Migrating your blog posts to Markdown with Upmark and Nokogiri

February 3, 2012


This post was originally published in the Rambling Labs Blog on February 3, 2012.


As I said in my last post, for our new site, we changed our blog engine from WordPress to the Postmarkdown gem. At the end of that post, I mentioned that we had to migrate the old posts from WordPress to Markdown.

To do this, we built a ruby script using the Upmark gem and the Nokogiri gem.
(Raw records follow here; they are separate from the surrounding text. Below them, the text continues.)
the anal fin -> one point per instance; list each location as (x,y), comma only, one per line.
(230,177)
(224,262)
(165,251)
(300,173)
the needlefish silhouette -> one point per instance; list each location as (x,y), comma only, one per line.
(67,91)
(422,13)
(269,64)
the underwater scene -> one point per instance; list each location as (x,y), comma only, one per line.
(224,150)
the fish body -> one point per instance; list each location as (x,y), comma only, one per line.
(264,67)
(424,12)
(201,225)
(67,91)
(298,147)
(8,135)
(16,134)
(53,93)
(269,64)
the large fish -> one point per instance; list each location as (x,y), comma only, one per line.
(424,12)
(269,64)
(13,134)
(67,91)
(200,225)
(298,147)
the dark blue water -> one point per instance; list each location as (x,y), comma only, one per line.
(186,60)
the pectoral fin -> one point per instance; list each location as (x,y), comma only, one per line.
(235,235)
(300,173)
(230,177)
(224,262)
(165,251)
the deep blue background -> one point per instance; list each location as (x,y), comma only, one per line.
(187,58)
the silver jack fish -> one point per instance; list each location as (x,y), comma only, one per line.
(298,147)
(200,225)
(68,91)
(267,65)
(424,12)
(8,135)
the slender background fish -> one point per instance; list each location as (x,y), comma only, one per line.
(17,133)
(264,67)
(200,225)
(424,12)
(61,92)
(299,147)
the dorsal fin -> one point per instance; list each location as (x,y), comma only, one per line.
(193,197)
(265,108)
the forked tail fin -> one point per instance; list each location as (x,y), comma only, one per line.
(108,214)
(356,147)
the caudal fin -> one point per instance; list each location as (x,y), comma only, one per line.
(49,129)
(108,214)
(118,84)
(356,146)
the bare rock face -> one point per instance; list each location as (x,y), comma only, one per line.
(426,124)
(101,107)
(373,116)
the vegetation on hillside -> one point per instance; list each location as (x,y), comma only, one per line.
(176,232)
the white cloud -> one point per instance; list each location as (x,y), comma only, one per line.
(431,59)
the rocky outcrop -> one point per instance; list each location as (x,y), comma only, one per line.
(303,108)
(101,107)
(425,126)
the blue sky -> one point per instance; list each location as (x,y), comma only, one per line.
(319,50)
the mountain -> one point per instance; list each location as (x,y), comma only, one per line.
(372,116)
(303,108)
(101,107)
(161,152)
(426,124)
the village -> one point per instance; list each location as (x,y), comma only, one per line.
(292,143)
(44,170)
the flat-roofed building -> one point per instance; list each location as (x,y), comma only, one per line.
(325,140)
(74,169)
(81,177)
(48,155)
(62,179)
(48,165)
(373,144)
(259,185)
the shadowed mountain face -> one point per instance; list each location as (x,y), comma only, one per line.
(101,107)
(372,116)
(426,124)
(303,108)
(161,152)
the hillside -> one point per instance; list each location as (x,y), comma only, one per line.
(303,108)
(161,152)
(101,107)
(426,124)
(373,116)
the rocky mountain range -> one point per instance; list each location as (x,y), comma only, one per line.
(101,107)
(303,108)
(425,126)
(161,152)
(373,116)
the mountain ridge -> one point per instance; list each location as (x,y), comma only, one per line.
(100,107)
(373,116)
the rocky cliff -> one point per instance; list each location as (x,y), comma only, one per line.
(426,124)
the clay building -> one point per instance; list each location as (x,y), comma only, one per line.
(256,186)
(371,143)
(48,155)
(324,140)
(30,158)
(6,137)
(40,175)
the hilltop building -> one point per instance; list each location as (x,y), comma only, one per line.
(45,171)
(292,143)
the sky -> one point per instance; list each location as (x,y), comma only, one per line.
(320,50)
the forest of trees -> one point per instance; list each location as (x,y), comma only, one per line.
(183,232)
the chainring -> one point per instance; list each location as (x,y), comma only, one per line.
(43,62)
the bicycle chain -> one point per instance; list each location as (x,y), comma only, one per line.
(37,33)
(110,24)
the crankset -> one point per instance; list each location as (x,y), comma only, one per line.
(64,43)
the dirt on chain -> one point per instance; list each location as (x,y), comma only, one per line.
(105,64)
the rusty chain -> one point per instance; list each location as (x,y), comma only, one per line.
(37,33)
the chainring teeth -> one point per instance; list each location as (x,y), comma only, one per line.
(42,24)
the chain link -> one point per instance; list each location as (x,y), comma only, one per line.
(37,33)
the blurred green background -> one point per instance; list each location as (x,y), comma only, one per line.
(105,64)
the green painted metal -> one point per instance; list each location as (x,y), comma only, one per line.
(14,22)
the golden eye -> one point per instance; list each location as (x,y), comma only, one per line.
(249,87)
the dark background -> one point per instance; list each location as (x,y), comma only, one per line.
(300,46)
Nokogiri is used for HTML and XML parsing, among other things, while Upmark is used to generate Markdown from a given HTML.

First, we exported our old blog posts from WordPress to an XML file that looks like this:

<?xml version="1.0" encoding="UTF-8" ?>
<!-- This is a WordPress eXtended RSS file generated by WordPress as an export of your site. -->
<!-- ... -->
<rss version="2.0"
     xmlns:excerpt="http://wordpress.org/export/1.1/excerpt/"
     xmlns:content="http://purl.org/rss/1.0/modules/content/"
     xmlns:wfw="http://wellformedweb.org/CommentAPI/"
     xmlns:dc="http://purl.org/dc/elements/1.1/"
     xmlns:wp="http://wordpress.org/export/1.1/"
        >
  <channel>
    <title>Rambling Labs</title>
    <link>http://www.ramblinglabs.com</link>
    <description></description>
    <pubDate>Fri, 23 Dec 2011 18:49:41 +0000</pubDate>
    <language>en</language>
    <wp:wxr_version>1.1</wp:wxr_version>
    <wp:base_site_url>http://www.ramblinglabs.com</wp:base_site_url>
    <wp:base_blog_url>http://www.ramblinglabs.com</wp:base_blog_url>
<!-- ... -->
<!-- Several items in the following format -->
    <item>
      <title>The Name of the post</title>
      <link>http://www.ramblinglabs.com/2012/12/the-name-of-the-post/</link>
      <pubDate>Mon, 05 Dec 2011 19:30:17 +0000</pubDate>
      <dc:creator>the_creator</dc:creator>
      <guid isPermaLink="false">http://www.ramblinglabs.com/?p=8</guid>
      <description></description>
      <content:encoded><![CDATA[<!-- A lot of HTML -->]]></content:encoded>
      <!-- ... -->
    </item>
<!-- ... -->
    </channel>
</rss>

Then, on the script, we read the items with Nokogiri:

File.open("export.xml") do |file|
  items = Nokogiri::XML(file).xpath("//channel//item")
end

After that, we migrate the HTML to Markdown with Upmark:

  # ...
  items.each do |item|
    content = Upmark.convert(item.at_xpath("content:encoded").text)
  end
  # ...

And finally, write the appropriate files (in app/posts for Postmarkdown) with these lines, inside the loop as well:

    date_str = item.at_xpath("wp:post_date_gmt").text + " +0000"
    name = item.at_xpath("wp:post_name").text.strip

    date = Time.parse(date_str).utc
    filename = date.strftime("%Y-%m-%d-%H%M%S-"+name+".markdown")
    path = 'app/posts/'+filename

    File.open(path, 'w') do |f|
      f.puts content
    end

Pretty cool, huh?!